Package 'BinOrdNonNor'

Title: Concurrent Generation of Binary, Ordinal and Continuous Data
Description: Generation of samples from a mix of binary, ordinal and continuous random variables with a pre-specified correlation matrix and marginal distributions. The details of the method are explained in Demirtas et al. (2012) <DOI:10.1002/sim.5362>.
Authors: Hakan Demirtas, Yue Wang, Rawan Allozi, Ran Gao
Maintainer: Ran Gao <[email protected]>
License: GPL-2 | GPL-3
Version: 1.5.2
Built: 2025-02-26 05:15:48 UTC
Source: https://github.com/cran/BinOrdNonNor

Help Index


Concurrent generation of binary, ordinal and continuous data

Description

This package implements a procedure for generating samples from a mix of binary, ordinal and continuous random variables with a pre-specified correlation matrix and marginal distributions based on the methodology proposed by Demirtas et al. (2012) and its extensions.

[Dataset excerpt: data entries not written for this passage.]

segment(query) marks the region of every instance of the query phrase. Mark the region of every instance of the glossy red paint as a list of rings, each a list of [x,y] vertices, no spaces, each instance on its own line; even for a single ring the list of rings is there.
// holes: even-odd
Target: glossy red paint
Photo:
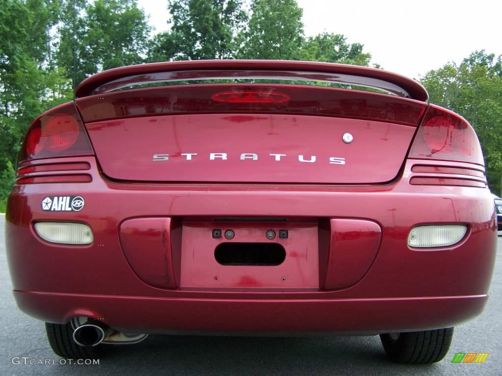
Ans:
[[[78,94],[105,90],[120,80],[137,80],[133,76],[142,72],[247,69],[242,68],[247,63],[113,70],[86,80]],[[387,78],[391,86],[402,84],[415,90],[416,99],[426,99],[419,84],[384,71],[281,64],[253,63],[249,69],[319,69]],[[326,92],[316,90],[312,92],[325,97]],[[457,149],[459,158],[452,154],[447,160],[438,159],[440,154],[429,157],[432,149],[418,157],[408,154],[423,125],[426,103],[389,96],[387,112],[365,112],[368,107],[383,110],[384,96],[337,89],[330,108],[338,110],[328,115],[313,114],[312,106],[301,113],[213,113],[212,103],[202,106],[205,113],[185,111],[193,110],[192,104],[166,113],[157,112],[160,92],[104,94],[109,97],[102,105],[96,96],[79,99],[85,126],[79,136],[88,132],[94,150],[34,159],[28,153],[21,164],[20,178],[84,173],[91,179],[13,187],[6,215],[7,253],[15,297],[23,311],[60,323],[76,316],[102,318],[124,332],[347,333],[446,327],[481,312],[496,246],[493,198],[485,187],[481,157],[459,160],[467,148]],[[340,98],[348,100],[351,93],[366,102],[356,101],[352,112],[343,112]],[[148,108],[144,94],[154,98],[154,107]],[[304,100],[297,99],[295,111]],[[117,112],[120,101],[122,114]],[[411,109],[409,117],[405,109],[396,109],[400,103]],[[360,116],[354,113],[358,108]],[[354,136],[350,144],[341,140],[347,128]],[[197,149],[185,150],[189,147]],[[283,150],[296,156],[296,162],[262,156]],[[199,162],[182,155],[199,152],[192,156],[227,152],[228,157]],[[241,160],[243,153],[257,154],[258,160]],[[158,153],[168,153],[166,165],[173,162],[172,166],[159,166],[164,162],[153,160]],[[302,154],[305,159],[313,155],[319,159],[302,162],[298,156]],[[346,163],[330,165],[330,157],[345,158]],[[44,170],[51,164],[57,169]],[[64,165],[67,169],[60,169]],[[477,186],[455,184],[459,181]],[[421,183],[412,183],[417,182]],[[43,211],[41,203],[51,196],[81,196],[85,205],[78,212]],[[43,221],[87,224],[94,241],[70,246],[41,240],[34,224]],[[420,250],[408,246],[413,227],[451,224],[468,228],[459,243]],[[208,235],[220,227],[245,230],[242,239],[247,242],[256,242],[269,227],[288,229],[288,239],[275,240],[286,252],[284,269],[218,264],[213,256],[222,241]],[[273,282],[278,271],[290,273],[292,278],[285,282],[291,284],[285,287],[282,279]],[[222,276],[224,285],[208,278],[214,276]]]
[[[380,247],[382,229],[362,220],[330,219],[327,224],[319,232],[320,238],[329,237],[319,248],[324,256],[321,288],[338,290],[354,285],[369,270]]]
[[[133,218],[120,224],[122,250],[131,267],[156,287],[180,286],[181,229],[172,218]]]
[[[235,237],[213,239],[212,229],[224,232],[231,229]],[[268,230],[279,233],[289,231],[288,239],[268,240]],[[181,284],[194,288],[264,288],[317,291],[319,289],[319,253],[317,224],[297,222],[244,223],[235,222],[184,222],[181,244]],[[286,259],[276,266],[242,265],[227,266],[218,264],[214,250],[221,243],[273,242],[284,246]]]
[[[177,75],[177,74],[178,74]],[[327,80],[368,85],[396,95],[426,101],[427,91],[418,82],[383,69],[355,65],[286,60],[200,60],[154,63],[110,69],[89,77],[77,88],[77,98],[101,94],[139,83],[215,77],[269,77]]]
[[[255,88],[279,92],[289,100],[273,103],[223,103],[212,99],[229,90]],[[416,127],[426,104],[397,96],[320,86],[220,84],[146,88],[79,98],[77,105],[84,121],[160,115],[221,113],[289,114],[385,121]]]
[[[86,127],[104,174],[117,180],[349,184],[394,179],[416,130],[266,114],[164,115]],[[347,132],[350,144],[342,139]]]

This package consists of nine functions. The function Fleishman.coef.NN computes the Fleishman coefficients for each continuous variable with pre-specified skewness and kurtosis values. The functions LimitforNN and LimitforONN return the lower and upper correlation bounds of a pairwise correlation between two continuous variables, and between a binary/ordinal variable and a continuous variable, respectively. The function valid.limits.BinOrdNN computes the lower and upper bounds for the correlation entries based on the marginal distributions of the variables. The function validate.target.cormat.BinOrdNN checks the validity of the values of pairwise correlations. The function IntermediateNonNor and IntermediateONN compute the intermediate correlations for continuous pairs, and binary/ordinal-continuous pairs, respectively. The function cmat.star.BinOrdNN assembles the intermediate correlation matrix. The engine function genBinOrdNN generates mixed data in accordance with a given correlation matrix and marginal distributions.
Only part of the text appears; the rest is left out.